Tina Wenz, Raul Covian, Petra Hellwig^¶, Fraser MacMillan^||, Brigitte Meunier^**, Bernard L. Trumpower, and Carola Hunte¹

From the Department Molecular Membrane Biology, Max Planck Institute of Biophysics, D-60438 Frankfurt am Main, Germany, the Department of Biochemistry, Dartmouth Medical School, Hanover, New Hampshire 03755, the ^¶Institut de Chimie, UMR 7177 LC3, Université Louis Pasteur, 4 Rue Blaise Pascal, F-67000 Strasbourg, France, the ^||Institute for Physical and Theoretical Chemistry and Center for Biomolecular Magnetic Resonance, Johann Wolfgang Goethe University, D-60439 Frankfurt am Main, Germany, and the ^**Centre de Génétique Moléculaire, CNRS, Avenue de la Terrasse, 91198 Gif-sur-Yvette, France

The cytochrome bc₁ complex is a dimeric enzyme of the inner mitochondrial membrane that links electron transfer from ubiquinol to cytochrome c by a protonmotive Q cycle mechanism in which ubiquinol is oxidized at one center in the enzyme, referred to as center P, and ubiquinone is rereduced at a second center, referred to as center N. To better understand the mechanism of ubiquinol oxidation, we have examined catalytic activities and pre-steady-state reduction kinetics of yeast cytochrome bc₁ complexes with mutations in cytochrome b that we expected would affect oxidation of ubiquinol. We mutated two residues thought to be involved in proton conduction linked to ubiquinol oxidation, Tyr¹³² and Glu²⁷², and two residues proposed to be involved in docking ubiquinol into the center P pocket, Phe¹²⁹ and Tyr²⁷⁹. Substitution of Phe¹²⁹ by lysine or arginine yielded a respiration-deficient phenotype and lipid-dependent catalytic activity. Increased bypass reactions were detectable for both variants, with F129K showing the more severe effects. Substitution with lysine leads to a disturbed coordination of a b heme as deduced from changes in the midpoint potential and the EPR signature. Removal of the aromatic side chain in position Tyr²⁷⁹ lowers the catalytic activity accompanied by a low level of bypass reactions. Pre-steady-state kinetics of the enzymes modified at Glu²⁷² and Tyr¹³² confirmed the importance of their functional groups for electron transfer. Altered center N kinetics and activation of ubiquinol oxidation by binding of cytochrome c in the Y132F and E272D enzymes indicate long range effects of these mutations.
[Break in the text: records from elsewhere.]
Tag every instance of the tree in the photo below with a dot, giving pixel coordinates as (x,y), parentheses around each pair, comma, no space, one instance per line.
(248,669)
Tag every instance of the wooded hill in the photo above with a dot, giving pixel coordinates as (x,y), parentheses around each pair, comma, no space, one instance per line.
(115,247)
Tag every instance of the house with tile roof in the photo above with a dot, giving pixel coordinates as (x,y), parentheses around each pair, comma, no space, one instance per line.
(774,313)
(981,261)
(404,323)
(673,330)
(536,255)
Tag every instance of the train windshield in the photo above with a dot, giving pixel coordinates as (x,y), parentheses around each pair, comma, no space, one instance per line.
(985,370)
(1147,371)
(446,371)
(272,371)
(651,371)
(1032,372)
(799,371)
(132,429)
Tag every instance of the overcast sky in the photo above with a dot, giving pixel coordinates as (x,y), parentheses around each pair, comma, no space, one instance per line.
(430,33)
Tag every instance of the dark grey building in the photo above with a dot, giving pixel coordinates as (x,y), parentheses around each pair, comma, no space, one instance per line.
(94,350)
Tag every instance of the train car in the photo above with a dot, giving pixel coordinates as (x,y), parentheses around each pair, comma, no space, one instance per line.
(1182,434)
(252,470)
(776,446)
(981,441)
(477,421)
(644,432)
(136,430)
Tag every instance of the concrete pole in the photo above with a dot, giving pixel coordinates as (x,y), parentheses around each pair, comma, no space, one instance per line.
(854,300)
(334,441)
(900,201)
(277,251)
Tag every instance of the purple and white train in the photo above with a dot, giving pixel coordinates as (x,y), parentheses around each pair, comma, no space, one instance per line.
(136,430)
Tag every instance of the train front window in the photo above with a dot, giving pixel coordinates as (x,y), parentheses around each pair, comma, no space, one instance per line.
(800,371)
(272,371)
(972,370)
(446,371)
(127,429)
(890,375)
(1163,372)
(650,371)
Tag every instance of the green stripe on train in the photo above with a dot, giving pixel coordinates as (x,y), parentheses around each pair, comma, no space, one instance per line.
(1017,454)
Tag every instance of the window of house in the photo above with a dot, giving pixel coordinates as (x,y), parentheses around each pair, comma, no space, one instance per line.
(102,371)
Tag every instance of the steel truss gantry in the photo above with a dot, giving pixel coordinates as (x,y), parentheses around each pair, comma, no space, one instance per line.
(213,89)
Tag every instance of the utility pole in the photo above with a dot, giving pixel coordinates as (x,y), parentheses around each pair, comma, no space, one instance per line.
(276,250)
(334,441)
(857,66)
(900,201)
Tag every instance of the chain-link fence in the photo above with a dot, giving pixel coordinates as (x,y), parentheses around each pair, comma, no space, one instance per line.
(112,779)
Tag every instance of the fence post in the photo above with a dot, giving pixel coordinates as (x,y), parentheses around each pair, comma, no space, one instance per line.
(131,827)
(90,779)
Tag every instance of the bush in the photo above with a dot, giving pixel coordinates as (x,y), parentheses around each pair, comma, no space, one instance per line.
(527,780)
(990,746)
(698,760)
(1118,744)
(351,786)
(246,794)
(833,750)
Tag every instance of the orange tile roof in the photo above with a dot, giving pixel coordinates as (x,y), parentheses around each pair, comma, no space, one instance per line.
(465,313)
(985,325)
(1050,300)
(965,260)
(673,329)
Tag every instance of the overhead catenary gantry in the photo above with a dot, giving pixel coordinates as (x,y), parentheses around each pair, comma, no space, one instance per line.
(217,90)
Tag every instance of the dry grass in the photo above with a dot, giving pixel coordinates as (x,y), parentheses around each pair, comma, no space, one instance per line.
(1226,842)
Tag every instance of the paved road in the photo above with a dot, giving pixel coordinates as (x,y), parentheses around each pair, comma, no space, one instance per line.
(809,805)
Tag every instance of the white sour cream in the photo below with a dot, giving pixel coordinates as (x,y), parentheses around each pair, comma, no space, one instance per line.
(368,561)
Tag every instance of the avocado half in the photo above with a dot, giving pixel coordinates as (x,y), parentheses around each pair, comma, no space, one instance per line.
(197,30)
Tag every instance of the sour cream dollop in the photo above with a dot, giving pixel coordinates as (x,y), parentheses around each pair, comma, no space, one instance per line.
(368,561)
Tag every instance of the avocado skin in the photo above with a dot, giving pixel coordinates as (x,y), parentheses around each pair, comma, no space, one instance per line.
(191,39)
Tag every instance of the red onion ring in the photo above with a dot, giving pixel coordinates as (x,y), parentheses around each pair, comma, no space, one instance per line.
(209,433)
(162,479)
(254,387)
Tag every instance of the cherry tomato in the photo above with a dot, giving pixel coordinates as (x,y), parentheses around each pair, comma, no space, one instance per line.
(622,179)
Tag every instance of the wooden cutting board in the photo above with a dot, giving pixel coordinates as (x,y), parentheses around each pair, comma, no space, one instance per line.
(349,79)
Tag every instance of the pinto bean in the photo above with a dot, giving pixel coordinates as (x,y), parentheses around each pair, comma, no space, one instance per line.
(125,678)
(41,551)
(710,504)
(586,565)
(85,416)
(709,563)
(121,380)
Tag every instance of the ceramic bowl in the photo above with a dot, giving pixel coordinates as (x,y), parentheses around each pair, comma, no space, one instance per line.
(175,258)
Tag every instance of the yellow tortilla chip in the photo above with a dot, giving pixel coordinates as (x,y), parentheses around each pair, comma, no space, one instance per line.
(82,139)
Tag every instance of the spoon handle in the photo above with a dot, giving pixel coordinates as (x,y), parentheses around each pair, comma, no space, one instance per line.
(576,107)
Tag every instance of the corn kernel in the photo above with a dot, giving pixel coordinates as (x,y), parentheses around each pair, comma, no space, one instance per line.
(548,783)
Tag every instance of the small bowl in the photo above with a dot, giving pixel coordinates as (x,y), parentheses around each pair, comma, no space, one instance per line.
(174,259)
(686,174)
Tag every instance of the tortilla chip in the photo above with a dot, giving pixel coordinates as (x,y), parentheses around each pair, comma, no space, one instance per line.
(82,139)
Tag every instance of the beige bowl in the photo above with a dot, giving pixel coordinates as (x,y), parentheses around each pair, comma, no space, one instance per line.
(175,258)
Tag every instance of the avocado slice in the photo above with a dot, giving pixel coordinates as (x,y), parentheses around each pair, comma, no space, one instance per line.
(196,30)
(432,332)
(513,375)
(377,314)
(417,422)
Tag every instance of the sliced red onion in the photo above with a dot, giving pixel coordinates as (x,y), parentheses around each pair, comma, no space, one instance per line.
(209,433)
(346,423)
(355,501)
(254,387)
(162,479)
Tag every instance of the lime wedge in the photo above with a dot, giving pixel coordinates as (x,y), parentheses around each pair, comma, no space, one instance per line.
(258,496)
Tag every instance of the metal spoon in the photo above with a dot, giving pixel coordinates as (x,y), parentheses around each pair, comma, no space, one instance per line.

Received for publication, July 7, 2006 , and in revised form, December 4, 2006.

^* This work was supported by Deutsche Forschungsgemeinschaft Grant SFB 472 (to C. H., P. H., and F. M.), Boehringer Ingelheim Fonds (to T. W.), the Centre for Membrane Proteomics (to F. M.), and National Institutes of Health Grant GM 20379 (to B. L. T.). The costs of publication of this article were defrayed in part by the payment of page charges. This article must therefore be hereby marked "advertisement" in accordance with 18 U.S.C. Section 1734 solely to indicate this fact.

¹ To whom correspondence should be addressed: Max-Planck-Institute of Biophysics, Dept. Molecular Membrane Biology, Max-von-Laue-Str. 3, 60438 Frankfurt am Main, Germany. Tel.: 49-69-6303-1062; Fax: 49-69-6303-1002; E-mail: Carola.Hunte{at}mpibp-frankfurt.mpg.de.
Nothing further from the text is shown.